Photo of children in a classroom

The Education Endowment Foundation (EEF) and the Royal Society of Arts (RSA) have launched a £2.5m fund to rectify an “urgent need” to provide “better evidence” of the impact of cultural learning approaches on attainment, based on a review that failed to include evidence about the impact of the world’s longest-running arts education intervention.

The decision to establish the fund was in response to a literature review EEF commissioned from the University of Durham, which found “199 relevant studies” and concluded that there was “limited high-quality research” into the impact different arts approaches have on pupil outcomes.

But Creative Partnerships, a £380m government-funded programme which ran from 2002-2011, was not included in the EEF review. It reported “modest, but statistically significant improvements” on pupil learning at all key stages, but was not included in the EEF review because the programme and associated literature “did not contain the key words” used in a search. 

New programme

The new £2.5m fund is to support trials of different activities, such as performance, museum and exhibition visits, and to focus on schools in areas of deprivation. Noting that schools are increasingly accountable for the impact of their spending decisions on pupil attainment, EEF believes there is a need for more evidence on the relative benefits of different approaches and strategies.

This is in spite of earlier studies aiming to provide precisely this. Writing in AP in 2004, then ACE Communications Coordinator David Armstrong said Creative Partnerships had been “explicitly focused” on learning outcomes. “One of the greatest problems in the past has been the short-lived nature of similar initiatives, meaning that benefits have not been passed on to future generations,” he added.

Similarly, a Critical Review of the entire Creative Partnerships archive, now housed at the University of Nottingham, was released in 2015 – a year before the EEF review was published. It concluded that the main gap in research was for a longitudinal study tracking students’ and teachers’ learning over time, and said that “this is something any future national arts-based or cultural programme needs to do”. The report also referred to annual research by the National Foundation for Education Research (NFER) for Creative Partnerships, which found statistically significant improvements on pupil learning at all key stages across all schools.

One of the two researchers who worked on the EEF review, Beng Huat See, said the NFER research and the Critical Review were not excluded because they were of an insufficient quality, but because the reports did not turn up in a document search.

“One of the reasons could be that the title of the report and the abstracts did not contain the key words that we used in our search: like ‘arts’, ‘music’, ‘drama’ and ‘dance’,” she said.

‘No need for more research’

The view that there is insufficient evidence to support claims for the value of cultural learning approaches in schools is not one that is endorsed in Wales. “We are surprised at the suggestion that there is a lack of research on the impact of arts education. It has been the subject of academic study for many decades around the world,” said Nick Capaldi, Chief Executive of the Arts Council of Wales.

In 2015, Wales committed to an overhaul of its entire curriculum, installing expressive arts as one of six ‘areas of learning and experience’ to replace traditional subjects for children aged 3 to 16.

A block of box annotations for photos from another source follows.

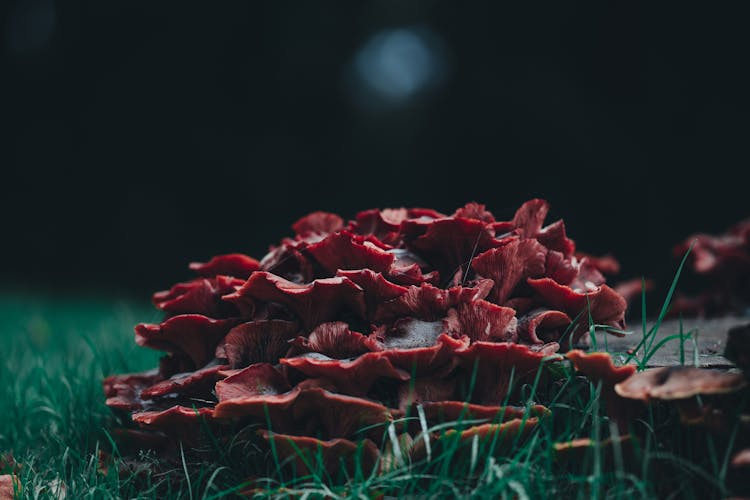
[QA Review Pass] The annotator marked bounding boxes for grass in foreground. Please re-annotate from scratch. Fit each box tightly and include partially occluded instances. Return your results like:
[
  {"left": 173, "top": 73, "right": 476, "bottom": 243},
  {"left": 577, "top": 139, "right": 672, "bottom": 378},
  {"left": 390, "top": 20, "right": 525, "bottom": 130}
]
[{"left": 0, "top": 290, "right": 748, "bottom": 499}]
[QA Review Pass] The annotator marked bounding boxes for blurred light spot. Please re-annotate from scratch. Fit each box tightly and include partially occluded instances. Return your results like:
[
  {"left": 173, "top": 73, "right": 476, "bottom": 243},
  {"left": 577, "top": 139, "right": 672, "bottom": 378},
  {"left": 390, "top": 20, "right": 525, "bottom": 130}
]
[
  {"left": 353, "top": 28, "right": 446, "bottom": 104},
  {"left": 5, "top": 0, "right": 57, "bottom": 55}
]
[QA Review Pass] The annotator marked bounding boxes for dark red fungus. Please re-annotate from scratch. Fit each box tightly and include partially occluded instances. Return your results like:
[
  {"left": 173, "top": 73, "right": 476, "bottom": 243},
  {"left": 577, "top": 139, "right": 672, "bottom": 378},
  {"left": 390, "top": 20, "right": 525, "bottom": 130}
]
[
  {"left": 104, "top": 199, "right": 625, "bottom": 471},
  {"left": 671, "top": 219, "right": 750, "bottom": 316}
]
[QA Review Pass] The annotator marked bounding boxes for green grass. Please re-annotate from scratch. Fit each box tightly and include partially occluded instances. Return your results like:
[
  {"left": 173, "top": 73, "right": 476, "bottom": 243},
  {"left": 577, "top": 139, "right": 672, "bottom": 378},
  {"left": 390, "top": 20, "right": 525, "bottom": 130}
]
[{"left": 0, "top": 295, "right": 748, "bottom": 499}]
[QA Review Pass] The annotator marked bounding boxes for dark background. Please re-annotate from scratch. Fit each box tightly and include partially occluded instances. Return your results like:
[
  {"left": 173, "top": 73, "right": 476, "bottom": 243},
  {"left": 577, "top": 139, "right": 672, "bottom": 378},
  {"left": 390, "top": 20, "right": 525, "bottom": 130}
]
[{"left": 0, "top": 0, "right": 750, "bottom": 297}]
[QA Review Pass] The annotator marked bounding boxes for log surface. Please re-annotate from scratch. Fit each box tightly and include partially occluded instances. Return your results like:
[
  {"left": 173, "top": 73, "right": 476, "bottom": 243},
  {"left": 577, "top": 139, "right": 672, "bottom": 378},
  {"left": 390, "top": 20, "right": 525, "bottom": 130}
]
[{"left": 591, "top": 316, "right": 750, "bottom": 368}]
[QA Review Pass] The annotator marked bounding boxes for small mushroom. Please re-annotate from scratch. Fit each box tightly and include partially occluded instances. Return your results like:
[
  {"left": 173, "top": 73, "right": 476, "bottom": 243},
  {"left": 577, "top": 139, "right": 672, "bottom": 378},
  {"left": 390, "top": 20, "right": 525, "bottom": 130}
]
[
  {"left": 0, "top": 474, "right": 21, "bottom": 500},
  {"left": 615, "top": 366, "right": 747, "bottom": 402},
  {"left": 566, "top": 349, "right": 642, "bottom": 429},
  {"left": 615, "top": 366, "right": 747, "bottom": 432}
]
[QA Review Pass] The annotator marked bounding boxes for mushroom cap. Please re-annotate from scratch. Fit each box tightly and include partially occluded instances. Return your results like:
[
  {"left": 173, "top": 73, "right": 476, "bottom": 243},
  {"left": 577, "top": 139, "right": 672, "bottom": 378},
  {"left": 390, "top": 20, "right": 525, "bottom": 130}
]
[
  {"left": 0, "top": 474, "right": 22, "bottom": 500},
  {"left": 732, "top": 448, "right": 750, "bottom": 467},
  {"left": 190, "top": 253, "right": 260, "bottom": 280},
  {"left": 615, "top": 366, "right": 747, "bottom": 401},
  {"left": 565, "top": 349, "right": 636, "bottom": 386}
]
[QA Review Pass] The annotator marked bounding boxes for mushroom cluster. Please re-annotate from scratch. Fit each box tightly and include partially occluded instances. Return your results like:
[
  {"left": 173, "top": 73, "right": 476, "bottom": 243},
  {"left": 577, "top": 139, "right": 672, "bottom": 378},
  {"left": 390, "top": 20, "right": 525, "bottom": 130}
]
[
  {"left": 104, "top": 199, "right": 630, "bottom": 470},
  {"left": 672, "top": 219, "right": 750, "bottom": 316}
]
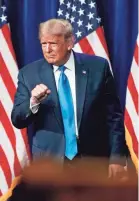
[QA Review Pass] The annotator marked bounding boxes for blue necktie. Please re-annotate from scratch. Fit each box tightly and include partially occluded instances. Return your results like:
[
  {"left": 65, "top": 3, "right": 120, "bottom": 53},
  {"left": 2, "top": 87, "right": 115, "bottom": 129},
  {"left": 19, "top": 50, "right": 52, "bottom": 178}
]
[{"left": 58, "top": 66, "right": 77, "bottom": 160}]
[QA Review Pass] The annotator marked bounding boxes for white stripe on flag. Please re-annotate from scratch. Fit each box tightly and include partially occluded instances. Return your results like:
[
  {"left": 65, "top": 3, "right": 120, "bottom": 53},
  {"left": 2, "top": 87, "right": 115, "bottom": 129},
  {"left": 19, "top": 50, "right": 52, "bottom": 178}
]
[
  {"left": 0, "top": 30, "right": 18, "bottom": 86},
  {"left": 0, "top": 123, "right": 15, "bottom": 179},
  {"left": 126, "top": 88, "right": 139, "bottom": 142},
  {"left": 0, "top": 166, "right": 8, "bottom": 194},
  {"left": 0, "top": 77, "right": 28, "bottom": 167}
]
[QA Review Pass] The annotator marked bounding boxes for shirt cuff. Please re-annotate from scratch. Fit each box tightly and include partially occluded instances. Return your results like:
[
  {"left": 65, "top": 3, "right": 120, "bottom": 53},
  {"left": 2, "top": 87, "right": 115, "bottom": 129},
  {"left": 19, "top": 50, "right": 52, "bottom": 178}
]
[{"left": 30, "top": 97, "right": 40, "bottom": 114}]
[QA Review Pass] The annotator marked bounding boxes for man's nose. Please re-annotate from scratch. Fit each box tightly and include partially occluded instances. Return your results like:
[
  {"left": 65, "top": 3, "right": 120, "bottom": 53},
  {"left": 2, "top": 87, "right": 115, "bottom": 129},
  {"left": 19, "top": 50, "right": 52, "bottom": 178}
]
[{"left": 46, "top": 43, "right": 51, "bottom": 52}]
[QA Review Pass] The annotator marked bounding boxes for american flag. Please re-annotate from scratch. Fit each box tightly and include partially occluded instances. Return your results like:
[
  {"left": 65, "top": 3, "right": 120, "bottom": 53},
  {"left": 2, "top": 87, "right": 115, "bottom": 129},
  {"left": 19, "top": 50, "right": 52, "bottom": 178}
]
[
  {"left": 57, "top": 0, "right": 109, "bottom": 61},
  {"left": 0, "top": 1, "right": 29, "bottom": 199},
  {"left": 125, "top": 36, "right": 139, "bottom": 172},
  {"left": 57, "top": 0, "right": 139, "bottom": 168}
]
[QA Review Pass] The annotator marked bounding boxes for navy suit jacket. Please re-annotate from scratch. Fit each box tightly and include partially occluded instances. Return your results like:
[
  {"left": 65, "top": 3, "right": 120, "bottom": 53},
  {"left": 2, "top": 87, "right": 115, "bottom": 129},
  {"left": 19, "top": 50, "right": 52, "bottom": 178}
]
[{"left": 11, "top": 53, "right": 125, "bottom": 162}]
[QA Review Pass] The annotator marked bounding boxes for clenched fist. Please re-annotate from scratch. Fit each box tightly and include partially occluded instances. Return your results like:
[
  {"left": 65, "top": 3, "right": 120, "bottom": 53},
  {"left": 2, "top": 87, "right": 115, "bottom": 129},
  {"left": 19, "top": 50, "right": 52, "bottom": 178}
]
[{"left": 31, "top": 84, "right": 51, "bottom": 104}]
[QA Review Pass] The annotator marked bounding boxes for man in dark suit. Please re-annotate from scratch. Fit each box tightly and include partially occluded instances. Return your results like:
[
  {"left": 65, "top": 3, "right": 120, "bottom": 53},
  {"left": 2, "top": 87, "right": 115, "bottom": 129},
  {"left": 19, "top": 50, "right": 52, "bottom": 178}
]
[{"left": 11, "top": 19, "right": 125, "bottom": 176}]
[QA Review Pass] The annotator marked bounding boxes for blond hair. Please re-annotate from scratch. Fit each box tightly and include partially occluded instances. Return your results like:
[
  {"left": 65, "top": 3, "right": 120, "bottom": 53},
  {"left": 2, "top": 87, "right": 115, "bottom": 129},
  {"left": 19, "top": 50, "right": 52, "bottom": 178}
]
[{"left": 39, "top": 19, "right": 73, "bottom": 39}]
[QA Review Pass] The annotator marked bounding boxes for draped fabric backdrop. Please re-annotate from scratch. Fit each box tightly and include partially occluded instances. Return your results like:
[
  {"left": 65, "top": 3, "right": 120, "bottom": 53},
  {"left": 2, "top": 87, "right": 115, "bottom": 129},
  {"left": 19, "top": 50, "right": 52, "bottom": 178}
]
[{"left": 0, "top": 0, "right": 139, "bottom": 199}]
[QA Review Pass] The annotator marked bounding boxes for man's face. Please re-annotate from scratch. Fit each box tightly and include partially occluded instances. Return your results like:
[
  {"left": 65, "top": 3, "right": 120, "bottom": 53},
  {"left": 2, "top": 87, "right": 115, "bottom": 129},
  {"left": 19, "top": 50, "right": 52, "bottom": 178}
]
[{"left": 40, "top": 34, "right": 73, "bottom": 66}]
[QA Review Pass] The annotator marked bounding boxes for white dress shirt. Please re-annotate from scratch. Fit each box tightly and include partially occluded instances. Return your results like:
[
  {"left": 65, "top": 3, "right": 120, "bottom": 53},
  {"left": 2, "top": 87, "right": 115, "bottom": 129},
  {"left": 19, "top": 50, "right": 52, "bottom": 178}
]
[{"left": 30, "top": 52, "right": 78, "bottom": 136}]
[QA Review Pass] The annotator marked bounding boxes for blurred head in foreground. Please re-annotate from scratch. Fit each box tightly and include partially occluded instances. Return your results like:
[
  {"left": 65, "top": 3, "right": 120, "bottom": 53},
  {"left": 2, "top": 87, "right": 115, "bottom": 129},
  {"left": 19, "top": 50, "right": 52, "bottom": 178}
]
[{"left": 10, "top": 158, "right": 137, "bottom": 201}]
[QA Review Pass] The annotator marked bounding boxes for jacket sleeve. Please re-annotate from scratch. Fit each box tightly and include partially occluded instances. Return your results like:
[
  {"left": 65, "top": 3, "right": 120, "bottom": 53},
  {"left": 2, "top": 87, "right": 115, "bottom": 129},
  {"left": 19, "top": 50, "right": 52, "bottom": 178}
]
[
  {"left": 11, "top": 71, "right": 35, "bottom": 129},
  {"left": 105, "top": 61, "right": 127, "bottom": 163}
]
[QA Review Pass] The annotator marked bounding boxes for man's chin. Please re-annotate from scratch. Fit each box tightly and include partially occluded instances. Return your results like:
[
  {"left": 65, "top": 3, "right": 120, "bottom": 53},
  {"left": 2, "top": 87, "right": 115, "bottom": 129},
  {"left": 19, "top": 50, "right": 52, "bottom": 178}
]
[{"left": 46, "top": 58, "right": 56, "bottom": 64}]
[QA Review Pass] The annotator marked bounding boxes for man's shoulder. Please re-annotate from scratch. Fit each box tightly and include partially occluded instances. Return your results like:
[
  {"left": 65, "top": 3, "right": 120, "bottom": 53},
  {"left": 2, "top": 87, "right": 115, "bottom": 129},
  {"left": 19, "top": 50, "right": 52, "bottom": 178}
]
[
  {"left": 75, "top": 52, "right": 107, "bottom": 63},
  {"left": 20, "top": 59, "right": 45, "bottom": 73}
]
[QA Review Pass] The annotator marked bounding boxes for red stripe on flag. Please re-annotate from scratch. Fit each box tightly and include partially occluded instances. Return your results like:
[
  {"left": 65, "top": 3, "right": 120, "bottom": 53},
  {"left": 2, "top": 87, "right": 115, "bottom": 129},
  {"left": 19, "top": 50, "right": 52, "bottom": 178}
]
[
  {"left": 0, "top": 145, "right": 12, "bottom": 188},
  {"left": 79, "top": 38, "right": 95, "bottom": 55},
  {"left": 96, "top": 27, "right": 109, "bottom": 57},
  {"left": 128, "top": 73, "right": 138, "bottom": 114},
  {"left": 134, "top": 44, "right": 139, "bottom": 64},
  {"left": 20, "top": 128, "right": 31, "bottom": 160},
  {"left": 125, "top": 109, "right": 138, "bottom": 158},
  {"left": 0, "top": 54, "right": 16, "bottom": 101},
  {"left": 1, "top": 24, "right": 16, "bottom": 62},
  {"left": 0, "top": 104, "right": 21, "bottom": 176}
]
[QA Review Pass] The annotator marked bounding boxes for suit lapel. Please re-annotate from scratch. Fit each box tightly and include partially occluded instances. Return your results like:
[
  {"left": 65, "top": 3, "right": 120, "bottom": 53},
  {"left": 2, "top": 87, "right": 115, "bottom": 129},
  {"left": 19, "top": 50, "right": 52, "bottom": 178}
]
[
  {"left": 74, "top": 53, "right": 88, "bottom": 130},
  {"left": 40, "top": 61, "right": 63, "bottom": 129}
]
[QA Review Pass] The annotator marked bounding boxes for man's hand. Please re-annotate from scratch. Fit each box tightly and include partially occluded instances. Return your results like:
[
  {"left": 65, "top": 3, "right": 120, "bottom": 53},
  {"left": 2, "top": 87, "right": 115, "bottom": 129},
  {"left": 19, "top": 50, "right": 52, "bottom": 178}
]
[
  {"left": 31, "top": 84, "right": 51, "bottom": 104},
  {"left": 108, "top": 164, "right": 128, "bottom": 181}
]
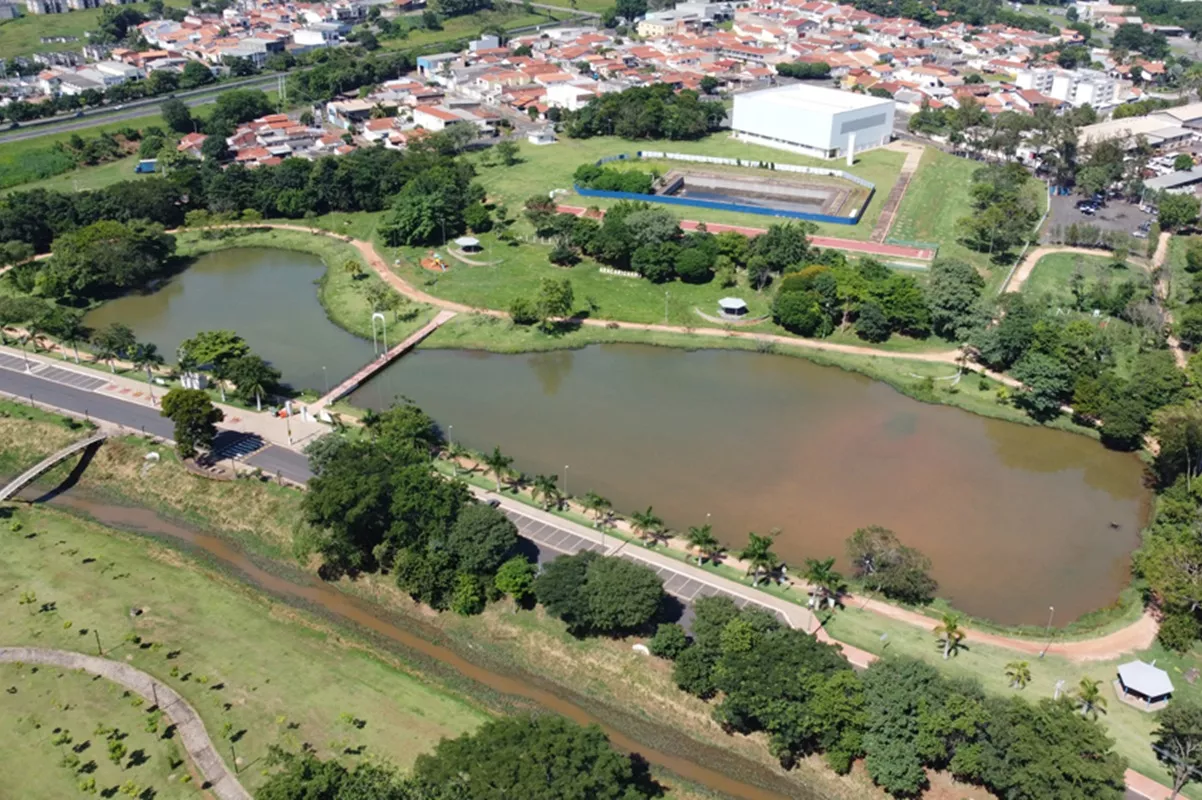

The change emerged as the result of the ‘Successful Futures’ report, which Capaldi labelled the “clearest possible endorsement of the value of putting arts and creativity at the heart of the curriculum”.

“Creative Learning through the Arts – a major five-year initiative between the Arts Council of Wales and the Welsh Government – is founded on extensive international research and evidence,” he added.

“Not all of this research will be equally persuasive, but we are convinced that embedding creativity in the school curriculum helps learning outcomes. This is the proposition that Creative Learning through the Arts is designed to test.”

The RSA and EEF are looking for applications from arts and cultural organisations, schools, universities and other non-profit organisations by 15 February.